Back in my undergraduate days I was a participant in a faculty-student debate about artificial intelligence. While almost all of the details of the debate have long since faded from my non-artificial mind, I still recall one exchange very vividly. The professor on the opposing side said that I believed in free will because I wanted to take credit for my successes. Being filled with the pride of youth, I replied with something to the effect of “of course, they are my successes.” I also recall showing some small wisdom by adding something like “my failures are also mine.” This was probably my first real attempt at reflecting on the extent to which I was responsible for my successes and failures. Naturally, this also got me thinking about success and failure in general and not just the specifics of my own victories and defeats.
Not surprisingly, I have thought about this matter over the years, often in the context of teaching. To use a small example, I have noticed that students who do well say things like “I earned an A” while students who do poorly typically say things like “the professor failed me.” At the start of each semester, at least one student will ask me if I fail students. My reply, which I make with a smile, is always “No. People fail themselves. I merely record the failure.” I follow that by saying that students have every chance to succeed and that I will do my best to ensure that they get the grade they earn. As might be imagined, being a teacher does tend to get a person thinking about who is responsible for the success and failures of students.
The matter of responsibility in regards to success (and failure) obviously extends far beyond the classroom. Thanks to a July, 2012 speech by President Obama, this matter became the focus in the political battle between Democrats and Republicans. The key part of Obama’s speech is as follows: “…Look, if you’ve been successful, you didn’t get there on your own.… If you were successful, somebody along the line gave you some help. There was a great teacher somewhere in your life. Somebody helped to create this unbelievable American system that we have that allowed you to thrive. Somebody invested in roads and bridges. If you’ve got a business – you didn’t build that. Somebody else made that happen.”
While some Republicans decided to interpret Obama as claiming that business owners owe all their success to others (especially the state), the most plausible interpretation is that Obama is claiming that people who are successful in business owe some of their success to others, including the state.
Mitt Romney, who was very critical of what he claims Obama meant, actually presented a very similar view about success back in 2002: “You Olympians, however, know you didn’t get here solely on your own power. For most of you, loving parents, sisters or brothers encouraged your hopes. Coaches guided, communities built venues in order to organize competitions. All Olympians stand on the shoulders of those who lifted them. We’ve already cheered the Olympians, let’s also cheer the parents, coaches and communities.”
As with Obama, the most plausible interpretation of Romney’s remarks is that he is claiming that the athletes who made it to the Olympics owe some of their success to others.

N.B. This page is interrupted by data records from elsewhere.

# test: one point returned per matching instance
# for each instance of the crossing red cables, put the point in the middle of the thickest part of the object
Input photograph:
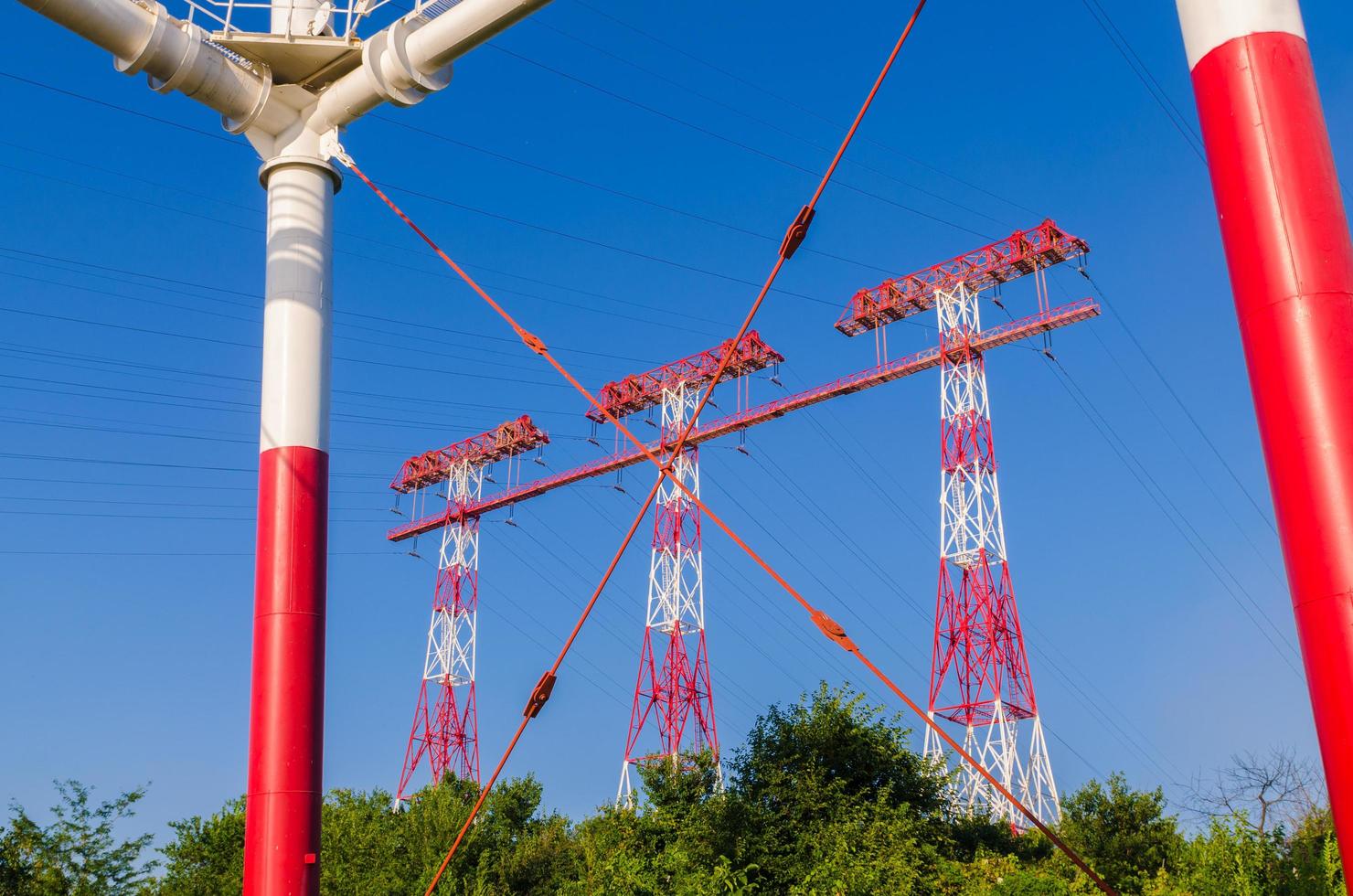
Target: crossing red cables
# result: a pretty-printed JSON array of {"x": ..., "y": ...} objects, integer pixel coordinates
[{"x": 794, "y": 239}]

These claims about success in business and sports seem to be intuitively plausible. Obviously, people do not appear as grown, educated adults ex nihilo via the power of their own will. Less obviously, but still rather obviously, business owners do not create their business out of nothing. To use a silly example, a business owner obviously does not invent the currency used to conduct business. In the case of Olympic athletes, they obviously do not just appear on the starting line with no support or assistance from others.
Outside of the reasoning damaging sphere of political rhetoric, the idea that people owe some or even much of their success to others (and perhaps even to the state) certainly seems intuitively plausible—at least enough so that anyone who claims to be entirely self-created would shoulder the burden of proof. In any case, I would infer that anyone who can engage in such an act of self-creation would easily handle something as trivial as providing evidence of his/her amazing origin.
Assuming that I am right about this matter, the interesting question is not “do people owe some of their success (and failures) to others?” but “to what extent do people owe their success (and failures) to others?” Making this discussion manageable does require certain assumptions that can, of course, be challenged. I will be assuming that people have meaningful agency and that the universe is not strictly deterministic or entirely random. To illustrate this, I will use the example of a prize drawing after a 5K race. For those not familiar with such events, some races feature the usual earned awards (what the runners get for running well) as well as a prize drawing. One common way to do this is for the race director to pull out a runner’s race number from a bag. Interestingly, people often applaud as loudly when people win the (hopefully) random prize as they do for people who earn (hopefully) a trophy.
In a deterministic universe it makes little sense to speak of meaningful success or failure. To use my analogy, if I “win” the prize because it is determined that I will win (that is, it is rigged) then I have hardly succeeded and the others have hardly failed—there is no victory, there is no defeat.
The same holds true for a completely random universe. To use an analogy, if I “win” the prize because my number is pulled by pure chance, I have not succeeded and the others have not failed. Things have just happened by chance.
Success and failure, then, would thus seem to assume that the agent has a meaningful role in the outcome. Going back to the analogy, while I would not have succeeded by “winning” either a fixed or random drawing, I could succeed by winning a trophy in the 5K via my efforts. Naturally, the nature of this agency in even something as apparently straightforward as a 5K race is something of a mystery. However, for the sake of the discussion that will follow in additional essays, I must make this assumption of mysterious agency. After all, I want to think I earned all those trophies and I am obligated to accept the disgrace of my failures.